Winter time is a busy time for us at PRIDE. Over the course of the 2014 sailing season, PRIDE accumulated wear and tear performing her mission, so we make use of the winter to examine and repair the ship.
Effective winter maintenance procedures include storing all of the ship’s upper and outer spars and rigging under cover. Also, to minimize ongoing wear and tear during the winter the ship herself is covered for protection from rain and sun. Doing this has the added benefit of enabling the ship to be opened up for extra ventilation.
Our Constant Battle With Moisture
Traditionally built wooden vessels are assembled of big sections of trees. These so precisely shaped and tightly assembled sections continue to be impacted by moisture. Even when protected by paint, varnish or oil they will change their dimension as moisture changes. This movement can break down the protecting patina, so we look for and attend to that.
Also, moisture can form upon surfaces due to differing temperatures within the ship. A dry deck and upper hull planking can belie the fact that there could be condensation in spaces below the waterline (air is warm but sea is cool causes condensation at the zone of sharp change of temperature between the two air zones).
Ventilating the condensation away easily can only really be done when we are able to open the ship up below and vent to the deck. So during the winter with no risk of rain getting below due to the ship being covered the below area is opened up by opening both the upper deck hatches as well picking up cabin sole boards and opening all locker spaces that were emptied out.
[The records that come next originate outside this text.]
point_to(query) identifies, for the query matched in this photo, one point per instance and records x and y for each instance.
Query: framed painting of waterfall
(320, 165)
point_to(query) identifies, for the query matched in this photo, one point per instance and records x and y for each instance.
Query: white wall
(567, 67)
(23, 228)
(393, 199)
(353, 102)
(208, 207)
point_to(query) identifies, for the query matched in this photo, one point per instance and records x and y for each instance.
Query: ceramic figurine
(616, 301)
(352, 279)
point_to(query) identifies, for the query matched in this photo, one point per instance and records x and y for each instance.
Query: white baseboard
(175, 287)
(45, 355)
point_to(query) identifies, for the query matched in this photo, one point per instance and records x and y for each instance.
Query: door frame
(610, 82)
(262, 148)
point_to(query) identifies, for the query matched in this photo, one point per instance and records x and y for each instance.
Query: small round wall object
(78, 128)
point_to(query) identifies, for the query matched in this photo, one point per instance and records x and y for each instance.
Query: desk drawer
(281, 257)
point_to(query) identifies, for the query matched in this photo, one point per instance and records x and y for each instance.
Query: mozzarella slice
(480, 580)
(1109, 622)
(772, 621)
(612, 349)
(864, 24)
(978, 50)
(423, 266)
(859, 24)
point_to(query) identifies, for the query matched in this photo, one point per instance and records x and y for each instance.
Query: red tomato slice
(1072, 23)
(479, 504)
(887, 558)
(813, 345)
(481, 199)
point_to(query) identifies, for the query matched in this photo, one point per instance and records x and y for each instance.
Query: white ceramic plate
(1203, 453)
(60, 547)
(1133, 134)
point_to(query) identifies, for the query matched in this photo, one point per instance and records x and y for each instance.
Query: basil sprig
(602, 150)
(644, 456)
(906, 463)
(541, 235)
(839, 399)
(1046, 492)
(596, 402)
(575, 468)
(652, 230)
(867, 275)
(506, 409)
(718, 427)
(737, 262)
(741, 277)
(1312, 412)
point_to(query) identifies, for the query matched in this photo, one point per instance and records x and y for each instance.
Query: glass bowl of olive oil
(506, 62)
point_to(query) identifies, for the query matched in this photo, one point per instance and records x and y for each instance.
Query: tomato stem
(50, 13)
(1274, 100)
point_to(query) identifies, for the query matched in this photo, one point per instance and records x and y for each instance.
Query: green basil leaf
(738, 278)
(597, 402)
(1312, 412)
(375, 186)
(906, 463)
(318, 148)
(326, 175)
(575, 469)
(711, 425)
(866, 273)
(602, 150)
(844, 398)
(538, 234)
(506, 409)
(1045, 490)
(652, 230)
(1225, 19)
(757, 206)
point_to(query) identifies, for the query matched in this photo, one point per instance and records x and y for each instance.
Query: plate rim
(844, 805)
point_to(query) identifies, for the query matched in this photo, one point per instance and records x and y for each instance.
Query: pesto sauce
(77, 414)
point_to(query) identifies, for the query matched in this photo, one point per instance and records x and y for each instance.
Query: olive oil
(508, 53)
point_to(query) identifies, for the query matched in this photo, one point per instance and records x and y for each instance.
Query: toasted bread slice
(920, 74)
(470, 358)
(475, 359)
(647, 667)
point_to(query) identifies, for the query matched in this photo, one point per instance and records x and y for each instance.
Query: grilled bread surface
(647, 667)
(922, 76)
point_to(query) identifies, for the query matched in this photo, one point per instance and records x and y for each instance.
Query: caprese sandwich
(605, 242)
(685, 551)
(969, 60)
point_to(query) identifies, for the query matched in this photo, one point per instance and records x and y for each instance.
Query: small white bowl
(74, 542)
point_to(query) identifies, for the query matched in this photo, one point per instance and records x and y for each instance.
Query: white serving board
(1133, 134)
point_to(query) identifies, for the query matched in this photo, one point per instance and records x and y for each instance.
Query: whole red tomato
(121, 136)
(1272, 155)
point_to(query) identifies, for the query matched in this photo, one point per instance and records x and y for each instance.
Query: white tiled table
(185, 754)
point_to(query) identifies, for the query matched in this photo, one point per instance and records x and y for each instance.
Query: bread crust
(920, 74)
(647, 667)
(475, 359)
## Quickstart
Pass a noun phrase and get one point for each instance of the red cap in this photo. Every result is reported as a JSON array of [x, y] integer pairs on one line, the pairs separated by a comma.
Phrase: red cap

Fans are placed to increase the chance of circulating bilge area air.
Meanwhile, the winter crew and several dedicated volunteers, including a number of Boy Scout Troops, collaborate on attending to the spars and rigging. With extra time cosmetics on the ship will be touched up. But the priority are the spars and the rigging. After all, to cause PRIDE…weighing nearly a half of a million pounds…to sail at greats speeds in winds that have also created considerable sea requires strong and dependable spars and rigging in addition to a strung, tight, well cared for hull. We hope to ensure this strength and good condition by making use of any time the ship is not actually sailing.
The Extra Mile
If it strikes some of you that this is all pretty normal and expected, this is most appreciated. But let me provide a distinction about the amount of effort that goes into one aspect of regular maintenance for PRIDE. Consider the blocks used in the rigging. They are what is described as “rope stropped”. This term refers to a bit of cable (today this can be steel wire or synthetic braided or twisted rope) that circles the shell of the block and also the attachment hardware that may be at one or both ends of the block. This loop circling the block and hardware is called the strop. The strop must be seized to both the bock shell and the hardware at one or both ends of the block.
Doing this seizing is a precise affair and the process includes making the seizing as tight as humanly possible to account for stretch under future load that will occur when sailing the ship. I have not mentioned the preparations of the strop. That is also a very precise process. Any lack of preciseness will likely result in the block becoming able to pop out of the strop.
I won’t try to paint the picture of what kind of mayhem that event might create. After a season of sailing, the winter crew re-varnish the block shell, which requires taking apart the whole rope-stropped assembly… then putting all back together again properly for future sailing. Plenty of work merely to protect the wood block…eh?